It's 4am and I'm awakened by the airport staff. (Note to self: don't overnight at an airport without warm clothes and stay away from the noisy water fountain.) It's time to fly. My plane jerked in all directions just like Disneyland's Star Tours ride as it gradually made its turbulent landing into Carthage. As soon as I got out of the airport, "I felt like a cat with a long tail in a room full of rocking chairs." Apparently, no Arab had ever seen an Asian before. Forget about it not being polite to stare, these locals would go out of their way 5stop their car, bike over, stop talking and point, etc.) to get a good look at me either that or they're admiring my new haircut).

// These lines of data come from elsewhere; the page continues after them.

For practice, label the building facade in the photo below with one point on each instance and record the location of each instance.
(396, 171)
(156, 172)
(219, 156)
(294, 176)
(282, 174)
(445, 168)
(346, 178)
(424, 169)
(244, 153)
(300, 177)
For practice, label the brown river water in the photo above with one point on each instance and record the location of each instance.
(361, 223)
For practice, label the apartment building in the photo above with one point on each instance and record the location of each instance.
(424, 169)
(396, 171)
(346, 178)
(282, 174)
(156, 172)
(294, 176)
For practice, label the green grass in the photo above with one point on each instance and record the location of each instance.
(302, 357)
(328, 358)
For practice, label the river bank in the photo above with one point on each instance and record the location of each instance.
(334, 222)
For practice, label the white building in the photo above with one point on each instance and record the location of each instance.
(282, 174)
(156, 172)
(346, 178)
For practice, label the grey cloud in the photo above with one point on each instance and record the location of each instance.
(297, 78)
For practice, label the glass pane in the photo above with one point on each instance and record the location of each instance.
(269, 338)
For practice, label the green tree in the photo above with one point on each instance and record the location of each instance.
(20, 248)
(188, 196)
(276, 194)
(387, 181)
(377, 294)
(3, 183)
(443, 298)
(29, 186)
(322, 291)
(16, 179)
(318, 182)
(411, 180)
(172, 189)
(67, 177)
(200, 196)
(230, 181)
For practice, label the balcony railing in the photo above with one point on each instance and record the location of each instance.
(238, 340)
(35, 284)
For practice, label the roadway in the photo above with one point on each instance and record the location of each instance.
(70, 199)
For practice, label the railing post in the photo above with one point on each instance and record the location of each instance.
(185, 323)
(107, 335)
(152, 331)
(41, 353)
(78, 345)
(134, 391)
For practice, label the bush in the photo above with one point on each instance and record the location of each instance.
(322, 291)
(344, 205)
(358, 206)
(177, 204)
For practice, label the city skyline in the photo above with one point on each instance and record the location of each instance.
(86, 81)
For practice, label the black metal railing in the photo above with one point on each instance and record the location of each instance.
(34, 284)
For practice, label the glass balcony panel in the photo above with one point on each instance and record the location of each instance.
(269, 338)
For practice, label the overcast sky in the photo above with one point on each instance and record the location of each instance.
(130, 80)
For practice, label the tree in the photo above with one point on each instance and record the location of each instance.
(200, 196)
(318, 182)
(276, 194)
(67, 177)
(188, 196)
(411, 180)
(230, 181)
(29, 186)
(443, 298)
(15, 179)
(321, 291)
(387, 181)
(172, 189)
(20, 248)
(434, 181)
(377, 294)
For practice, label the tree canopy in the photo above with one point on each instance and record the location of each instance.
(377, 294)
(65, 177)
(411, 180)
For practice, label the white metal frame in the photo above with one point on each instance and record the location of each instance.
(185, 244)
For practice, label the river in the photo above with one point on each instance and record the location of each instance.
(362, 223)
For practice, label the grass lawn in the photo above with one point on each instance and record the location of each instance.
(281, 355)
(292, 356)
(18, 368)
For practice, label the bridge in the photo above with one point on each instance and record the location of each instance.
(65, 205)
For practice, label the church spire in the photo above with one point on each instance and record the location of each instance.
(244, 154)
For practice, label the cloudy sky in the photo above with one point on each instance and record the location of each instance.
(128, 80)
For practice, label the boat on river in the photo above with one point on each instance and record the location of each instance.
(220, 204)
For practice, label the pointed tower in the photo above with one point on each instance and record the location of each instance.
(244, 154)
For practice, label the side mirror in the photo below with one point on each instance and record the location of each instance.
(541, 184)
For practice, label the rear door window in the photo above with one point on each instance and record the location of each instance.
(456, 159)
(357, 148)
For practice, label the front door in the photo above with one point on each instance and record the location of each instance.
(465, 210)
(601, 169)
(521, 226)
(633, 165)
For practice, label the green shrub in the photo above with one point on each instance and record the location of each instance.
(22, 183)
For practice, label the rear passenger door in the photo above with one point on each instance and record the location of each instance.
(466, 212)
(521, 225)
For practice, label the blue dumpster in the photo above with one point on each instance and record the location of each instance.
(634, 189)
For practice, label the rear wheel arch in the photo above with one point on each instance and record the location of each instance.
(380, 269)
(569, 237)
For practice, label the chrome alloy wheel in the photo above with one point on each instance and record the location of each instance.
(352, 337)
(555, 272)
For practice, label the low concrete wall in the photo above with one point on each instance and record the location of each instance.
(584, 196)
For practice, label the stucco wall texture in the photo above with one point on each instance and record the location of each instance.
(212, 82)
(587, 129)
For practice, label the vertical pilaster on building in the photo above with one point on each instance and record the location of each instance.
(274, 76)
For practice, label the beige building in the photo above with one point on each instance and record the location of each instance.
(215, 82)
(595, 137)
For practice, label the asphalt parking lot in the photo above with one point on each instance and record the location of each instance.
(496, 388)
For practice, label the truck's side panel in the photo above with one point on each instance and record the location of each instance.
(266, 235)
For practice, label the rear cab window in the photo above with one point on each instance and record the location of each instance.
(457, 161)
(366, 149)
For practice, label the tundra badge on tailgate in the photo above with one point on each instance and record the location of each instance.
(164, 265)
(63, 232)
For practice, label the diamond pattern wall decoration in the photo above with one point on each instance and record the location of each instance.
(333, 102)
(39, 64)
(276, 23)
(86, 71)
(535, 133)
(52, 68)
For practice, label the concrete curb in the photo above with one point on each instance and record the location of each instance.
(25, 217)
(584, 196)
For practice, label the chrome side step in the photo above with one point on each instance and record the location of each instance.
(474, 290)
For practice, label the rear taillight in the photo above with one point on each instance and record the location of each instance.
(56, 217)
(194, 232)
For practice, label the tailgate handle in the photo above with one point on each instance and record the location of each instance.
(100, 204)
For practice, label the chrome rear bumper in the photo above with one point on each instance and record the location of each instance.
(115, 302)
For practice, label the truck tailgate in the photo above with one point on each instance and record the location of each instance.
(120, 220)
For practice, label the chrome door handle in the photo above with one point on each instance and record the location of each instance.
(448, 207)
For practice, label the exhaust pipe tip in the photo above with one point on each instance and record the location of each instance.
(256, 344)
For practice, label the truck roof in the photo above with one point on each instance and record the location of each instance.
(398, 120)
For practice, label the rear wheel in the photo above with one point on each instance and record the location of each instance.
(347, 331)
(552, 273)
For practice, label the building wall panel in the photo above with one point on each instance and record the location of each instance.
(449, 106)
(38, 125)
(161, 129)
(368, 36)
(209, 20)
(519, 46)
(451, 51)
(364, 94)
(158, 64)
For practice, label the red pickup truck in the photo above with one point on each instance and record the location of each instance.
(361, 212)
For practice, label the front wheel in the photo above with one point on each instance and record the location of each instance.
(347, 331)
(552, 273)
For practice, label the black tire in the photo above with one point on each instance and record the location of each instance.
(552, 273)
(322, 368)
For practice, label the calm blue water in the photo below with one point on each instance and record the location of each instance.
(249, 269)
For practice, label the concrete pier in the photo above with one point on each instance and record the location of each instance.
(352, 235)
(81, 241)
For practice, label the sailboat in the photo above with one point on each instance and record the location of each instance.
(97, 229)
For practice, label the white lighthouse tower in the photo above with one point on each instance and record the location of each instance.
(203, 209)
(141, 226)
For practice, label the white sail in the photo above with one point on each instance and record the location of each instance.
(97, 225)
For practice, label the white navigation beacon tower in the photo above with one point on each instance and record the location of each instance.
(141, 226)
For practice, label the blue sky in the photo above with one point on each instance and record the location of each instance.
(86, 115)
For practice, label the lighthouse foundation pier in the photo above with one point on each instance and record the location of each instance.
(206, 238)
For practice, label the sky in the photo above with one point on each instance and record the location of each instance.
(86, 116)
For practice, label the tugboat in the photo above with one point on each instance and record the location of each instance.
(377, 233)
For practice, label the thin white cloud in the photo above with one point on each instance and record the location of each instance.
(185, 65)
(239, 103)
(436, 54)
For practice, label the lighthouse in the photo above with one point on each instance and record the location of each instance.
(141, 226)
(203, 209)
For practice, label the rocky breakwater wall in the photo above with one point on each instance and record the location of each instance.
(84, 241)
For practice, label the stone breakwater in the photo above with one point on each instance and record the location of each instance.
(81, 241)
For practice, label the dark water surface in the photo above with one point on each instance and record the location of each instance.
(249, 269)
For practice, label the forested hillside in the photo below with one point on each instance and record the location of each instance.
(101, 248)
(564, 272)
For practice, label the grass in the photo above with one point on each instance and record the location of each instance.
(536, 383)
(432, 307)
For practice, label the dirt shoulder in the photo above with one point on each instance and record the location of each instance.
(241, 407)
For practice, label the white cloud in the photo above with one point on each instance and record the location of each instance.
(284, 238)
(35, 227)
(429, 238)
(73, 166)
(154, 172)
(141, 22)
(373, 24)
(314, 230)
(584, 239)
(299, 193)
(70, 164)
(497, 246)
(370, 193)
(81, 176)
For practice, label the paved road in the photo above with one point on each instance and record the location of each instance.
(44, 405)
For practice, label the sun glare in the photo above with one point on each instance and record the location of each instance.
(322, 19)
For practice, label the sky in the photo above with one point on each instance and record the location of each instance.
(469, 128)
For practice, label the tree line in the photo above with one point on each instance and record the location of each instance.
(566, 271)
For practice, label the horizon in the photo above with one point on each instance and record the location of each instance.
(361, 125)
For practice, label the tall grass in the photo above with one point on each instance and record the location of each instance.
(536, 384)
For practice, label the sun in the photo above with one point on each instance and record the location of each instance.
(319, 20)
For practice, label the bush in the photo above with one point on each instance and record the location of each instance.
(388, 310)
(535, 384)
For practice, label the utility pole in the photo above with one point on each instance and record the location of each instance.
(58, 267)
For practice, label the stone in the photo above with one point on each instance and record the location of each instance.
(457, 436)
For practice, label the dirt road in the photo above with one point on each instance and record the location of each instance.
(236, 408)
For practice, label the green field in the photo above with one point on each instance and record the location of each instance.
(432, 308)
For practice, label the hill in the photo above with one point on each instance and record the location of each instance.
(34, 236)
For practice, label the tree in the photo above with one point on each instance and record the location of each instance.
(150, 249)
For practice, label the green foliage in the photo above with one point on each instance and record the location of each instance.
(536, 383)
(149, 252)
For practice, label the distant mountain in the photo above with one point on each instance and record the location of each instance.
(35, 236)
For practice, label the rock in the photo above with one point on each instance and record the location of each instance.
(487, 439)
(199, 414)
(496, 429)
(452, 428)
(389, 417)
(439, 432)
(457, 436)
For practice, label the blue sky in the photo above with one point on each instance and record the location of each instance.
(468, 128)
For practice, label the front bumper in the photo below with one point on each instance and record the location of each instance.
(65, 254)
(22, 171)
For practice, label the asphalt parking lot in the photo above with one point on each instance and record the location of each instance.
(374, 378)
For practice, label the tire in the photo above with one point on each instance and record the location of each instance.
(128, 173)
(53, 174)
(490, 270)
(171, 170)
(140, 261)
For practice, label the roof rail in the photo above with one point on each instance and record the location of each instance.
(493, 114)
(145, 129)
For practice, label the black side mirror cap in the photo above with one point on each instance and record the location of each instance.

I also must be some sort of beggar magnet. Beggars would be sitting on the floor or in a back room, but when I approach, they pop up right in front of me with an outstretched hand. Sorry, all you're getting from me is a high five.
Carthage is the land mentioned in "The Aeneid" (okay, Cliff Notes). It was the land of Queen Dido. It was the place where Vandals knocked the heads off statues. It's the place where salt was thrown so that nothing would grow again. There's no guessing why they called the remains of Carthage ruins.
Southeast of Carthage is Djerba, Homer's land of the lotus-eaters. While I could not find the mythical Sirens from "The Odyssey," I did find the land swamped by French tourists, who use this little island as their "Hawaiian" resort. Like the other locals, they gave me a good stare. I didn't catch on to why they didn't understand me until I realized I was using my Spanish instead of French. (Oops, wrong country.)